Al-Qaeda’s favorite impromptu high explosive of late, triacetone triperoxide, or TATP, could be made using concentrated H2O2—hydrogen peroxide—which was available in most pharmacies and hardware stores. A small quantity of “Mother of Satan,” as terrorists called it, could produce tremendous destructive force. It was famously used in 2001 on a transcontinental American Airlines flight by passenger Richard Reid, subsequently known as the Shoe Bomber. The ten ounces of the explosive he’d packed into his black suede sneakers could have taken down the plane. Fortunately a flight attendant first noticed Reid trying to light one of his sneakers with a match.
Fisk winced at the thought of the damage Boyden Verlyn could cause with a quadrocopter and a four-pound TATP payload if the quad were to land on a city street.

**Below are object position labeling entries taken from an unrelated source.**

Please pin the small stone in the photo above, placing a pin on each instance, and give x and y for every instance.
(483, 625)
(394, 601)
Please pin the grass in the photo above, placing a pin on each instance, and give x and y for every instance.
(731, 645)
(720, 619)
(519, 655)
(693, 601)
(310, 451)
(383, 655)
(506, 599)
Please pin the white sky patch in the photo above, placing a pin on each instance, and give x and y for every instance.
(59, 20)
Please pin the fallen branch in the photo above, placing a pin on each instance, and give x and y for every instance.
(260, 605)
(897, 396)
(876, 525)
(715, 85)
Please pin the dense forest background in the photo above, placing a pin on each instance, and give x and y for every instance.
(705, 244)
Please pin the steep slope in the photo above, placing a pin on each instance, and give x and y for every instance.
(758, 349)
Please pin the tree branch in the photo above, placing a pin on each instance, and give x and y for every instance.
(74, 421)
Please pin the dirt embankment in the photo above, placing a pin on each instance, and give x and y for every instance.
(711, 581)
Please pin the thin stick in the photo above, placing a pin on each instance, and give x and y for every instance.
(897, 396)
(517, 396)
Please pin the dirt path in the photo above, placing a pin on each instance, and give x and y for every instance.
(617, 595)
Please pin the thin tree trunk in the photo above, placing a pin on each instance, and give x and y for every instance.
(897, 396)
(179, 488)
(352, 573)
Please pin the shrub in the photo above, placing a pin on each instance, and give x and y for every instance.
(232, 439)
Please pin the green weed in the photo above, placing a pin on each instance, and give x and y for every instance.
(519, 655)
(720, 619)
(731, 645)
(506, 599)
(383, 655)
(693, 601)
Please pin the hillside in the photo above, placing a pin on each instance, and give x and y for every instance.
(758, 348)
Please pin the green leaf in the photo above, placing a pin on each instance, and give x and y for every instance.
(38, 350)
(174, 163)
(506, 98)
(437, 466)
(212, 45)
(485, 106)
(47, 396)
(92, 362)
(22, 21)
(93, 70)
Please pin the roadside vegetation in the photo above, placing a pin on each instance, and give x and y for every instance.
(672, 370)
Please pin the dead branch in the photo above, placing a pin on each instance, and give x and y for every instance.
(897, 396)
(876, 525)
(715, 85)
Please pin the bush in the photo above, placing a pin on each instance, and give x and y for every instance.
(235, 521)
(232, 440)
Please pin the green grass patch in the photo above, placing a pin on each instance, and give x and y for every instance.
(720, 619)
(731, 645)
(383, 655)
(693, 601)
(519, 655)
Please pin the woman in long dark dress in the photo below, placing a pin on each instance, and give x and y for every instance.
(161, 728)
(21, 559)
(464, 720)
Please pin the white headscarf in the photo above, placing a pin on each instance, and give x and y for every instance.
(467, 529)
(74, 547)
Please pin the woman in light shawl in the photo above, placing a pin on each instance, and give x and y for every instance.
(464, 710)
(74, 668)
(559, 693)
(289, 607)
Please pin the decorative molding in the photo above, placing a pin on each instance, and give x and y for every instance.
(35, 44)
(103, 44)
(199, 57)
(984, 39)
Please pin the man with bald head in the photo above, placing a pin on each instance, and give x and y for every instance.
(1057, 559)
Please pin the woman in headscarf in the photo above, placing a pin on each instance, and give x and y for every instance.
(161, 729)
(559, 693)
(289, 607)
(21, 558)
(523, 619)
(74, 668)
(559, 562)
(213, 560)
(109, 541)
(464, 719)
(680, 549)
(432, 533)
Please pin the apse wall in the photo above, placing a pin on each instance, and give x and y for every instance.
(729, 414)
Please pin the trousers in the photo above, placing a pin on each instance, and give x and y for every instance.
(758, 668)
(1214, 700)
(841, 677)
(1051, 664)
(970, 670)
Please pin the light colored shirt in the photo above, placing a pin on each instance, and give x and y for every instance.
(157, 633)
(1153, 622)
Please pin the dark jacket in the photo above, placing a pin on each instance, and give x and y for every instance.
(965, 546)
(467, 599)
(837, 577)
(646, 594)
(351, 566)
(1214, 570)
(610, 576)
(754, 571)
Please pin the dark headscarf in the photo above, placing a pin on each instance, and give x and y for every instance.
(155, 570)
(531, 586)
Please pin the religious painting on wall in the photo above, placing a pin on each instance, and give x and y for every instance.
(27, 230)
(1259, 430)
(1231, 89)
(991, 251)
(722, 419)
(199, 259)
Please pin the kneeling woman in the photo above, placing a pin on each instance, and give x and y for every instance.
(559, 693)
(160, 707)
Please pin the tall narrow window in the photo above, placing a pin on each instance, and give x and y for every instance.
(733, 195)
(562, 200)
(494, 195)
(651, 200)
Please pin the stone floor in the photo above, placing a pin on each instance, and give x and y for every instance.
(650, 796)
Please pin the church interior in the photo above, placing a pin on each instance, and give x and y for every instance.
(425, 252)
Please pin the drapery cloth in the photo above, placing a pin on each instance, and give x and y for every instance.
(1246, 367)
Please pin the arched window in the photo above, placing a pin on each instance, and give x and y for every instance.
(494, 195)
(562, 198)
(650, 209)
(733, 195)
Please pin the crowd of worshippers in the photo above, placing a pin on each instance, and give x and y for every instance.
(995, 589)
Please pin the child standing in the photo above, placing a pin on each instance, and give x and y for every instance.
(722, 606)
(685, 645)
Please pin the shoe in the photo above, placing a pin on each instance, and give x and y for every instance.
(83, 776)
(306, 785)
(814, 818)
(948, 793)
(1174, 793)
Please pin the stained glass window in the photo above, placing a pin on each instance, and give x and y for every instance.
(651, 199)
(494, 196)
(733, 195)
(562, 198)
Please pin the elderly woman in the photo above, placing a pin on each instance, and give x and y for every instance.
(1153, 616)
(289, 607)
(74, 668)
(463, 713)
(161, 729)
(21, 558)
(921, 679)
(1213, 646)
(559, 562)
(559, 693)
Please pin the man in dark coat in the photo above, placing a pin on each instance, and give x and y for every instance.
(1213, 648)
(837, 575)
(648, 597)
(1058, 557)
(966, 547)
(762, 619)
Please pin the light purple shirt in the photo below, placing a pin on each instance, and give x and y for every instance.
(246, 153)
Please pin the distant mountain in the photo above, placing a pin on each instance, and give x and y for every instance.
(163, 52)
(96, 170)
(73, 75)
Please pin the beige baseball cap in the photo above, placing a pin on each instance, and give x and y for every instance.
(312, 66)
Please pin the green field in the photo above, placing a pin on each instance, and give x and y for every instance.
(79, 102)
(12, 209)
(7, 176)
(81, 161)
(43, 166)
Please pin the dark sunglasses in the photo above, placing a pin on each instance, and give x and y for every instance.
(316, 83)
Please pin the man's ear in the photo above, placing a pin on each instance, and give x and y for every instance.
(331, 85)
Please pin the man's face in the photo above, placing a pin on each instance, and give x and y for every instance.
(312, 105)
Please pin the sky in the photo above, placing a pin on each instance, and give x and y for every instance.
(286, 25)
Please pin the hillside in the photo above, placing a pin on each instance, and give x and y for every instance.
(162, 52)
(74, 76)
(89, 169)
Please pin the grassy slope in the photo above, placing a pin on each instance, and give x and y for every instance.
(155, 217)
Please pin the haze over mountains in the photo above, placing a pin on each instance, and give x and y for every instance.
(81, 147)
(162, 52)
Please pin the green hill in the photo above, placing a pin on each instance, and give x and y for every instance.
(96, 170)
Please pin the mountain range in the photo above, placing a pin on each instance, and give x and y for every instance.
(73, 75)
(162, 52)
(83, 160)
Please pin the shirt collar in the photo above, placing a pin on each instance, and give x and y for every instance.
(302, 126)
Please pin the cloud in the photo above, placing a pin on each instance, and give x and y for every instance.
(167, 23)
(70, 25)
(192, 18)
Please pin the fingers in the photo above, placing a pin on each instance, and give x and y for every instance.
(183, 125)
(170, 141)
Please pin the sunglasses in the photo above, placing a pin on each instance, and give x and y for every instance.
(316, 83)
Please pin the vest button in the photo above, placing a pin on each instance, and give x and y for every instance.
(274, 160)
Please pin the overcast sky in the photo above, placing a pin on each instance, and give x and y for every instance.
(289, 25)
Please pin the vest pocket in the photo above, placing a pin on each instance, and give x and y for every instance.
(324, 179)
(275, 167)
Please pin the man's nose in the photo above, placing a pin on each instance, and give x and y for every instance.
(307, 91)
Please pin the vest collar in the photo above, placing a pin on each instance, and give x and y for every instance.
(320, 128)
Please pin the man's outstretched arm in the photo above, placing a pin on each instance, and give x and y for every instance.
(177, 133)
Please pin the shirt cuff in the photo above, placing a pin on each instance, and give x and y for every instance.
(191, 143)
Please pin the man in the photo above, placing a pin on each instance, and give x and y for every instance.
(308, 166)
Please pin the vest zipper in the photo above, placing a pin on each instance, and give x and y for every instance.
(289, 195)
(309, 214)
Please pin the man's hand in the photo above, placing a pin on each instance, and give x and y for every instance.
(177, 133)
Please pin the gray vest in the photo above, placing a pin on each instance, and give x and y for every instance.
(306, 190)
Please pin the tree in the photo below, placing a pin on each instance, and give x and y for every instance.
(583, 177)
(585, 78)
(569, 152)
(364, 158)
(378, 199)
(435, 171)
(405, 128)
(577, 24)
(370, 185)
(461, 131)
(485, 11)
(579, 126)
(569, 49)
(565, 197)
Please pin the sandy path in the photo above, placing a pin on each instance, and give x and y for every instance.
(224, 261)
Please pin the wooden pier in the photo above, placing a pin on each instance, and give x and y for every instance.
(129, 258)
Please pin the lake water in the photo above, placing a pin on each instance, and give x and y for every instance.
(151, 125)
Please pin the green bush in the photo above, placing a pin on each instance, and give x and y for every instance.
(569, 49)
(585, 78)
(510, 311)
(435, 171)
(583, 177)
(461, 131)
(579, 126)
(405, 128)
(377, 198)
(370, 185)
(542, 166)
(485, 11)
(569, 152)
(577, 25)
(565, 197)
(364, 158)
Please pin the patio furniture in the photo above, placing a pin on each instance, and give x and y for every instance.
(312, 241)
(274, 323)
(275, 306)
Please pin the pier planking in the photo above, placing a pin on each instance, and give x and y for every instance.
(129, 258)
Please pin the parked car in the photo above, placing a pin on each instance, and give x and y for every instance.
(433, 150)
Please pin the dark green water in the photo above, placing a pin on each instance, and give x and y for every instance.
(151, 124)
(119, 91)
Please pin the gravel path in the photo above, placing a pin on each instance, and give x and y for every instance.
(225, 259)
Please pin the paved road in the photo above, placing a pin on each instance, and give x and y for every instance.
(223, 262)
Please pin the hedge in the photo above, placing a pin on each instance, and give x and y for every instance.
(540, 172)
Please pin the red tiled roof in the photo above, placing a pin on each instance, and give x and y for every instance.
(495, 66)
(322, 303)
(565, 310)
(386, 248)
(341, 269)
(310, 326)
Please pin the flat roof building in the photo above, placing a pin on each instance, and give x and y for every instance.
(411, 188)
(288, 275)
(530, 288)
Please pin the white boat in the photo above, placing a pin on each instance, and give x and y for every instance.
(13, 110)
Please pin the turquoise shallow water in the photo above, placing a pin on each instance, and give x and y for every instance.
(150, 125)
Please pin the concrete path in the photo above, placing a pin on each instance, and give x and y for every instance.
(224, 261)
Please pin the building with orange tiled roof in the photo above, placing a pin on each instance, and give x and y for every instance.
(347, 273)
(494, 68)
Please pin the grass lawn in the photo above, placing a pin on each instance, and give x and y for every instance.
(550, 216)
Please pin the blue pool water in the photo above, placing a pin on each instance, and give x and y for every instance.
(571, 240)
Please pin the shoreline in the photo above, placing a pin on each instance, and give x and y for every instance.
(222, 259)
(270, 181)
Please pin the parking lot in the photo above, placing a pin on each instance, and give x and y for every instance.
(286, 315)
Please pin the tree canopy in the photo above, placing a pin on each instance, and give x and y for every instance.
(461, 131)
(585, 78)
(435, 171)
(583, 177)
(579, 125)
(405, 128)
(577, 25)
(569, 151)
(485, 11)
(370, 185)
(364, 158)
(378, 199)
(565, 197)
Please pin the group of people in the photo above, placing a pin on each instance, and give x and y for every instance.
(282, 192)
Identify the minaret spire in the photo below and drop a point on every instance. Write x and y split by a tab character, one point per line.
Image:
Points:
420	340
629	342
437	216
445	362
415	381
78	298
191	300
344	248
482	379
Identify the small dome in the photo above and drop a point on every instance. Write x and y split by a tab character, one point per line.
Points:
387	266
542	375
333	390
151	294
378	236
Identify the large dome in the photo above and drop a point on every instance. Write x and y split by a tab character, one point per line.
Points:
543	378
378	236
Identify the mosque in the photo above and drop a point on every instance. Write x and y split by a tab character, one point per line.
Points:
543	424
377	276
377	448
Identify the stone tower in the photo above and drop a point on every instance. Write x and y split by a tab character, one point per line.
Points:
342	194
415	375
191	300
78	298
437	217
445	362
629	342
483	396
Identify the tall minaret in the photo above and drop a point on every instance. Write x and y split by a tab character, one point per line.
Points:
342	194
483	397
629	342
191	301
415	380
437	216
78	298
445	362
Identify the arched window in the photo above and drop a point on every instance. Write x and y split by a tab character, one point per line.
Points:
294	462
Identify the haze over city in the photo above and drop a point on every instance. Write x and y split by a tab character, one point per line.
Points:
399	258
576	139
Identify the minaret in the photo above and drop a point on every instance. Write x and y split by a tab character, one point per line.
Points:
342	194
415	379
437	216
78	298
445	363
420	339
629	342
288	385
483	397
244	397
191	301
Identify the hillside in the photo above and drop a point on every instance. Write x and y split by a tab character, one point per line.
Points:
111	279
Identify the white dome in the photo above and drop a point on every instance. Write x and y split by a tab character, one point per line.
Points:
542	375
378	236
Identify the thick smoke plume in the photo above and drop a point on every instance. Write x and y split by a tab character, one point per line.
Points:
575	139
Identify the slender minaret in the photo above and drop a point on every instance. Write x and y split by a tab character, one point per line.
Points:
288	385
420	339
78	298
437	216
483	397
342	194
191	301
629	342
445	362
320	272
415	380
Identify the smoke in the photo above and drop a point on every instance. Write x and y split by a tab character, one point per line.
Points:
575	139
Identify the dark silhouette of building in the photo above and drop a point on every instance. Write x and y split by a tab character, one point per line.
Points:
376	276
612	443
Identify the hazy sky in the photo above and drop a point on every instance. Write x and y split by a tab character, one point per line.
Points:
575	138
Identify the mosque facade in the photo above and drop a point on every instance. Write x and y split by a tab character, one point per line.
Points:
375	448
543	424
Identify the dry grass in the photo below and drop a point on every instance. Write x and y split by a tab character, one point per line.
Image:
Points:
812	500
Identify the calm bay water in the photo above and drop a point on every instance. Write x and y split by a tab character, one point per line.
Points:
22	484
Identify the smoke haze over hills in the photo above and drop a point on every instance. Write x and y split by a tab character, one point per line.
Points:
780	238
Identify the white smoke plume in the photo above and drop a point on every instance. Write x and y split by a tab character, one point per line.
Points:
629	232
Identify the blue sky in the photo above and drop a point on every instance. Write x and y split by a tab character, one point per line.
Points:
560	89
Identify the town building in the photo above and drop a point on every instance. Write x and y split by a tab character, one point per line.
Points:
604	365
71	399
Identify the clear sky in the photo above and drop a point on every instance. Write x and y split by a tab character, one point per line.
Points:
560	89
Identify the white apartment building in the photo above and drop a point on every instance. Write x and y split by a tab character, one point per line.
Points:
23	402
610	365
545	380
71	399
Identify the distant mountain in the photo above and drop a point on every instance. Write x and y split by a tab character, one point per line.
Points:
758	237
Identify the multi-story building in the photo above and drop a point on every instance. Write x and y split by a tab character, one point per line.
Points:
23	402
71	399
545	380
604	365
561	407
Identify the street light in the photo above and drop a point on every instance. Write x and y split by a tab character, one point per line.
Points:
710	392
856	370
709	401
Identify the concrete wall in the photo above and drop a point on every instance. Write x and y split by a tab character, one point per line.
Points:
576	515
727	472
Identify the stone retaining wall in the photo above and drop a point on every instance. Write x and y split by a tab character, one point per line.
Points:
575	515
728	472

Conservatively, everyone within 1,000 feet of the blast would be a potential casualty—the standard Manhattan city block was 264 feet long. The blast itself could cause eardrum damage and lung collapse and, of course, hurl people to more severe injuries or death. And high-velocity flying debris was the biggest threat in such explosions—shards of glass were responsible for 40 percent of the casualties in the Oklahoma City bombing.